Beyrut’ta da ’Hayat Güzeldir’

BAŞLIK şaşırtmasın sizi.Roberto Benigni’nin Oscar Ödülü kazanan filmi "Hayat Güzeldir"i anımsayın.

Naziler tarafından çocuğuyla birlikte tutuklanarak temerküz kampına götürülen bir adam, orada olup bitenleri çocuğuna bir oyun gibi sunar, onu oyalar. Böylece çocuğu savaşın çirkin, iğrenç yüzünden uzak tutar.

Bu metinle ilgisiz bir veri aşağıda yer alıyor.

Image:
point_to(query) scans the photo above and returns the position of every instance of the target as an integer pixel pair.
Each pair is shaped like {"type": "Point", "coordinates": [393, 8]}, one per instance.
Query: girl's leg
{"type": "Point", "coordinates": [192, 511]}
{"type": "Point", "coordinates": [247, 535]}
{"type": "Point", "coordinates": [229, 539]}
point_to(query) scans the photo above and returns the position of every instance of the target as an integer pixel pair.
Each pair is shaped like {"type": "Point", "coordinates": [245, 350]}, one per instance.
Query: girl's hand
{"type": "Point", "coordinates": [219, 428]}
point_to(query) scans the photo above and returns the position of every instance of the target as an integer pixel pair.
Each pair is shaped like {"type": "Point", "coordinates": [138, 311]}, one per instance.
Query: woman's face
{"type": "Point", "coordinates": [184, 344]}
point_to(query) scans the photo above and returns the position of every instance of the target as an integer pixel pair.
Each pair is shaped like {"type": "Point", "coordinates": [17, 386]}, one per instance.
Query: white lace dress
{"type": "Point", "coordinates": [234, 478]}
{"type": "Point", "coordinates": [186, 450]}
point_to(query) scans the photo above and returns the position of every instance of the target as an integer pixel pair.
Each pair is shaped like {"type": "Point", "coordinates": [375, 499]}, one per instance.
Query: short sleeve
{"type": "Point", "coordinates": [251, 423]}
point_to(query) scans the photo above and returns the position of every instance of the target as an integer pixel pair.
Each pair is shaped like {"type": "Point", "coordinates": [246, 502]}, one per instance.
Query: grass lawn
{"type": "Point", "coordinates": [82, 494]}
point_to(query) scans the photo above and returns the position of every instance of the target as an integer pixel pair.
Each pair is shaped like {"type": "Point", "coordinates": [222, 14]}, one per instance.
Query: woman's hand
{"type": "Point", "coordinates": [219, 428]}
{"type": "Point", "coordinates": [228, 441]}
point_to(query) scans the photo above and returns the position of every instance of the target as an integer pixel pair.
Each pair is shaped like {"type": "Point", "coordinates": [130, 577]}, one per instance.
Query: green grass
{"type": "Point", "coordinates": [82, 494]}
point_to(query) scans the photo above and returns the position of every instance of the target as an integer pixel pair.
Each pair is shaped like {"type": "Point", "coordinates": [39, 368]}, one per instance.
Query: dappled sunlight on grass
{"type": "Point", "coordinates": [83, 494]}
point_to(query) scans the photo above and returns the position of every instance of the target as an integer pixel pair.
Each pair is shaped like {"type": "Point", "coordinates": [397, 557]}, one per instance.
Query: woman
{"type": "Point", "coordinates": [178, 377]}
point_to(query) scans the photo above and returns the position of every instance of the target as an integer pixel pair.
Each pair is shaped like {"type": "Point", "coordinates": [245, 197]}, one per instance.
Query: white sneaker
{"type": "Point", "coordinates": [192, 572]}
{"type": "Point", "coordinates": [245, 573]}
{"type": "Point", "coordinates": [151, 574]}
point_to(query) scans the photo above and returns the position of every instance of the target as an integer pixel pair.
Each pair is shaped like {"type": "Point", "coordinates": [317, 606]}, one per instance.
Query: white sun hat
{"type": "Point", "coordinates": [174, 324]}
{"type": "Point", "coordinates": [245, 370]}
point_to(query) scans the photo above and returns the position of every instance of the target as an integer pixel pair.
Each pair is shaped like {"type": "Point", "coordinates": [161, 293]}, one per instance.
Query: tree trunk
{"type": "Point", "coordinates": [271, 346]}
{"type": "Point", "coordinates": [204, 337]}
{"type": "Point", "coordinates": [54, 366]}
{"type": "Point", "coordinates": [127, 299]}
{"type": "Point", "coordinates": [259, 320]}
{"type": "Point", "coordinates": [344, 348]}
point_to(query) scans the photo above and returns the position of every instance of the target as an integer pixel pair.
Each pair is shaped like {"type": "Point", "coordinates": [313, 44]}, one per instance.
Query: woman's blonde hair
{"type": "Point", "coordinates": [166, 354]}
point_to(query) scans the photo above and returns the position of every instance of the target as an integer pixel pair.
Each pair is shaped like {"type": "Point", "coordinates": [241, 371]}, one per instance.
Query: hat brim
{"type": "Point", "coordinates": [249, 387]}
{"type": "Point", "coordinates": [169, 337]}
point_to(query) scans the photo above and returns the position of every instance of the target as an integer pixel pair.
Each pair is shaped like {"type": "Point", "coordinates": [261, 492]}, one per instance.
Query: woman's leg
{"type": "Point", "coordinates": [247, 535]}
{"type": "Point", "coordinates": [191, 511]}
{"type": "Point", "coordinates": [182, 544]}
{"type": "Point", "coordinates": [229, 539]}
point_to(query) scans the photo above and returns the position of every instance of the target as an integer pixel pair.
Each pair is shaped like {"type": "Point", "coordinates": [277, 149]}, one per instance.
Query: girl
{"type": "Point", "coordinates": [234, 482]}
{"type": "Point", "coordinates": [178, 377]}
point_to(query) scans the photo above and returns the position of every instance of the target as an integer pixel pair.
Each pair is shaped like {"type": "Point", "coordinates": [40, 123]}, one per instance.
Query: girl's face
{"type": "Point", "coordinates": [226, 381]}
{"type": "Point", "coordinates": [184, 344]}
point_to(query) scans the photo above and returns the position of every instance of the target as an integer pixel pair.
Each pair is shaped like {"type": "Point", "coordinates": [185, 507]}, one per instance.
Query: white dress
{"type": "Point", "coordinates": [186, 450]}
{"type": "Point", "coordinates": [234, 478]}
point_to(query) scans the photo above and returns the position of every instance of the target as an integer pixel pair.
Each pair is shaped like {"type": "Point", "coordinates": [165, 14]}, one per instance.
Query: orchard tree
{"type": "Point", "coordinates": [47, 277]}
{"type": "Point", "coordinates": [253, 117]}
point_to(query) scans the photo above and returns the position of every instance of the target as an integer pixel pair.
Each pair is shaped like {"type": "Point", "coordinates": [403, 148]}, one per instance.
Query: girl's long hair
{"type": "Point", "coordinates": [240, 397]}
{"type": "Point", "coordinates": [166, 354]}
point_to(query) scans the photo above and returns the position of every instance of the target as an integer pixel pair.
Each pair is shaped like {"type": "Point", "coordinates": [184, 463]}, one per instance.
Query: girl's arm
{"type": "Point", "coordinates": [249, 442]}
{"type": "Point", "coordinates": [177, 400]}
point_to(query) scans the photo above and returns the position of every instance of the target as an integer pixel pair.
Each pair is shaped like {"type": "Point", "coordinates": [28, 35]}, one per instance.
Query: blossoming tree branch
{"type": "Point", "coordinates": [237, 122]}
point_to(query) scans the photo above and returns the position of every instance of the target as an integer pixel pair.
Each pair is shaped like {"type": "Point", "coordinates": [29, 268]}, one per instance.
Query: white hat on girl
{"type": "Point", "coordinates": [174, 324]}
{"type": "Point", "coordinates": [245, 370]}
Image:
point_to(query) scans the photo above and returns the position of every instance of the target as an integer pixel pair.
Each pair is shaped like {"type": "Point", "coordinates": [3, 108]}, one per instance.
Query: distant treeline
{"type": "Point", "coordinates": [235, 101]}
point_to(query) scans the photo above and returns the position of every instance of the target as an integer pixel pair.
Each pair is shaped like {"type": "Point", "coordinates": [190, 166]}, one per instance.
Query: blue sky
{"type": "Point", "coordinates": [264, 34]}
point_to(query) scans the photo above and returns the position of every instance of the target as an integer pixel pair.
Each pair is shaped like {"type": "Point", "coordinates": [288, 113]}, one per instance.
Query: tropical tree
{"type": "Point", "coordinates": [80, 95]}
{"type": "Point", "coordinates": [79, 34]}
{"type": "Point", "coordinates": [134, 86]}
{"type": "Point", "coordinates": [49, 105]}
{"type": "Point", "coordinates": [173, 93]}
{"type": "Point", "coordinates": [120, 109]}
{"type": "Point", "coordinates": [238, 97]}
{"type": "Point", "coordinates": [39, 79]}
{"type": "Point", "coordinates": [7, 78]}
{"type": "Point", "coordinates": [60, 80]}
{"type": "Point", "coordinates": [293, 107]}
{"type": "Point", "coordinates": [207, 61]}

Jad Mouawad’ın "Savaş, Beyrut’ta Kültürel Hayatı Bitirdi" (International Herald Tribune, Tuesday, August 1, 2006) başlıklı yazısındaki bir bölümü okurken, gözümün önüne o filmden bazı kareler gelip yerleşti.

31 yaşındaki Hania Mroue’nun sinema salonunda, bürolarında 40 kişi barınıyor, Mroue, çocuklar savaşı anlamasın, hayatlarında bir iz kalmasın diye, gündüzleri onlara eğlenceli filmler, belgeseller gösteriyor.

Oysa, onların durumunu seslendirecek tek beste Gustav Mahler’in Çocukların Ölüm Şarkıları’ydı (Kindertotenlieder).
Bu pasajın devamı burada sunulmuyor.